Agreed Public Disclosures

I-Mab Provides Updates on Its Global Strategic Partnership with AbbVie

I-Mab (the “Company”) (Nasdaq: IMAB) today announced that the Company and AbbVie Global Enterprises Ltd. (as assignee of AbbVie Ireland Unlimited Company) (“AbbVie”) have entered into an amendment to the original license and collaboration agreement dated September 3, 2020 among I-Mab Biopharma (Shanghai) Co., Ltd. and I-Mab Biopharma US Limited, each a wholly-owned subsidiary of the Company, and AbbVie (as amended, the “Agreement”).

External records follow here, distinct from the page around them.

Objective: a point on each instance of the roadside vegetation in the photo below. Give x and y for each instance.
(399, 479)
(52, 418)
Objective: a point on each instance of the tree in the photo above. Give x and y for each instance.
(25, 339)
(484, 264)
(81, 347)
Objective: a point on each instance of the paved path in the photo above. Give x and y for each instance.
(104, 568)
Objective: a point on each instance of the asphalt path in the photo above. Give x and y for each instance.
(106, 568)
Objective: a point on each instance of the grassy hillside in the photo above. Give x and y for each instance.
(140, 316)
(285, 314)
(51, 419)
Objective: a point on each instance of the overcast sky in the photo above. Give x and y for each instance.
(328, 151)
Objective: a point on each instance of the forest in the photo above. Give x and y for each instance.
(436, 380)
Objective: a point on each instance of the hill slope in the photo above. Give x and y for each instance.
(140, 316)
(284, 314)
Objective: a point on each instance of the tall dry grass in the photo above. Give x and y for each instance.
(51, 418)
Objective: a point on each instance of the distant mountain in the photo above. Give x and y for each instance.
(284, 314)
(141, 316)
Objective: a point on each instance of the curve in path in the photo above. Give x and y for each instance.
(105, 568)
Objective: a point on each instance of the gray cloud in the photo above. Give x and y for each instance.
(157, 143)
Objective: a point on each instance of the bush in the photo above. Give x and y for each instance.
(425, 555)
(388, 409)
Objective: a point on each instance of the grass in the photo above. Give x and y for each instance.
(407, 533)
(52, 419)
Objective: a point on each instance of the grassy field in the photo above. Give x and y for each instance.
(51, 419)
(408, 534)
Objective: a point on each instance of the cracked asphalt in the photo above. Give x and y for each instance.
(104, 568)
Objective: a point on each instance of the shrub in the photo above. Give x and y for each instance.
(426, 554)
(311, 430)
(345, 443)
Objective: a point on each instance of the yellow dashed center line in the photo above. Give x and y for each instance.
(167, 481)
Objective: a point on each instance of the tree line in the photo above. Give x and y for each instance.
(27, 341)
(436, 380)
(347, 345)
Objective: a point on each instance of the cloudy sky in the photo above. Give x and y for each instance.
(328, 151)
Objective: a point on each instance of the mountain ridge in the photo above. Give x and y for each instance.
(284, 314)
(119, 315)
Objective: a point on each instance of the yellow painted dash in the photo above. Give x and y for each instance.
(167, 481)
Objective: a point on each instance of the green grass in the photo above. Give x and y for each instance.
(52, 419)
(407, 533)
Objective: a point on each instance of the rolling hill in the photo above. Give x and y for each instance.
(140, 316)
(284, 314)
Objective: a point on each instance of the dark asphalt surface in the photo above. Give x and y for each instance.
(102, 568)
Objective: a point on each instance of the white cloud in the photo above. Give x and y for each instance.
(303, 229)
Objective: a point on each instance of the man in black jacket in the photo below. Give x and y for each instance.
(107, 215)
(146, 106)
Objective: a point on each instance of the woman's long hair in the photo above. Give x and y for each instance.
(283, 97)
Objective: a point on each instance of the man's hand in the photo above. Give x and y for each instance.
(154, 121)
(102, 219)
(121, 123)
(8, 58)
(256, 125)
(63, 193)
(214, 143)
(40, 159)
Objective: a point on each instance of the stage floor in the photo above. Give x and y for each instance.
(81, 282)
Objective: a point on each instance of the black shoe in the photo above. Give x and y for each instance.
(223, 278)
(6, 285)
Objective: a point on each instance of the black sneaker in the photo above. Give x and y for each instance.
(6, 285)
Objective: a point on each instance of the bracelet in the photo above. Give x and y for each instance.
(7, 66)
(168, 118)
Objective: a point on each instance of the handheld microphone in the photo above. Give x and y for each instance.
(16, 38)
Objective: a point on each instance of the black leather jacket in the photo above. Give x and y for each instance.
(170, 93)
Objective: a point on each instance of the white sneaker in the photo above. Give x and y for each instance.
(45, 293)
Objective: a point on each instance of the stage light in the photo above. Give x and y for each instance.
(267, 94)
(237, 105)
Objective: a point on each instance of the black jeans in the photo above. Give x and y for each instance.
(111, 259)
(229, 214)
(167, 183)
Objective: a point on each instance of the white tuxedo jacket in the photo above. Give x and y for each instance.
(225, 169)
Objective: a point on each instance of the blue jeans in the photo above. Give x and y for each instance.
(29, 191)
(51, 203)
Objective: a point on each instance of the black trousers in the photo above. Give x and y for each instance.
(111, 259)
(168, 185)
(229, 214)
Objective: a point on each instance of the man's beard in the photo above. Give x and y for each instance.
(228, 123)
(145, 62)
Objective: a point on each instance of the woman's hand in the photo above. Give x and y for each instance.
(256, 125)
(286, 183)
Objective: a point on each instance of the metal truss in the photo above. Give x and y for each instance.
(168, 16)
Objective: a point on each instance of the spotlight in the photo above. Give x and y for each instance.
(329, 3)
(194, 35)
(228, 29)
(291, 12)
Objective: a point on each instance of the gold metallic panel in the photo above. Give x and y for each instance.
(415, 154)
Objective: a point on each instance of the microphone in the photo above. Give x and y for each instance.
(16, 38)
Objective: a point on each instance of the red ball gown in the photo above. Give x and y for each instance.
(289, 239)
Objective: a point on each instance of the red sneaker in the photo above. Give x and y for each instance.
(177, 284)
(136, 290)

The parties will continue to collaborate on the global development of anti-CD47 antibody therapy under the Agreement. The Company will be eligible to receive, and AbbVie will pay, up to US$1.295 billion in the development, regulatory and sales milestone payments, and the tiered royalties at rates from mid-to-high single digit percentages on global net sales outside of Greater China for certain new anti-CD47 antibodies currently in development, or the original milestone payments and tiered royalties previously disclosed in the Company’s Form 20-F for the fiscal year 2021 for other licensed products. The Company has the exclusive right to develop and commercialize all licensed products under the Agreement in Greater China.

AbbVie will discontinue the global Phase 1b study of lemzoparlimab combination therapy with azacitidine (“AZA”) and venetoclax, in patients with myelodysplastic syndrome (“MDS”) and acute myelocytic leukemia (“AML”). This decision was not based on any specific or unexpected safety concerns.

The Company continues its commitment on lemzoparlimab development with a near-term focus on the initiation of a Phase 3 clinical trial in patients with MDS in China, which is supported by the safety and efficacy data from its Phase 2 study of combination therapy of lemzoparlimab and AZA in patients with higher risk MDS. The detailed data will be presented in a proffered paper at the European Society for Medical Oncology (ESMO) Congress in September 2022. To date, Phase 1 and Phase 2 clinical studies of lemzoparlimab in the U.S. and China with nearly 200 patients enrolled have shown a good safety profile without the need for a priming dosing regimen.

The Company has a strong cash position (US$671 million in cash, cash equivalents and short-term investments as of December 31, 2021) to support the ongoing and planned clinical development of lemzoparlimab, in addition to other critical late-stage clinical assets.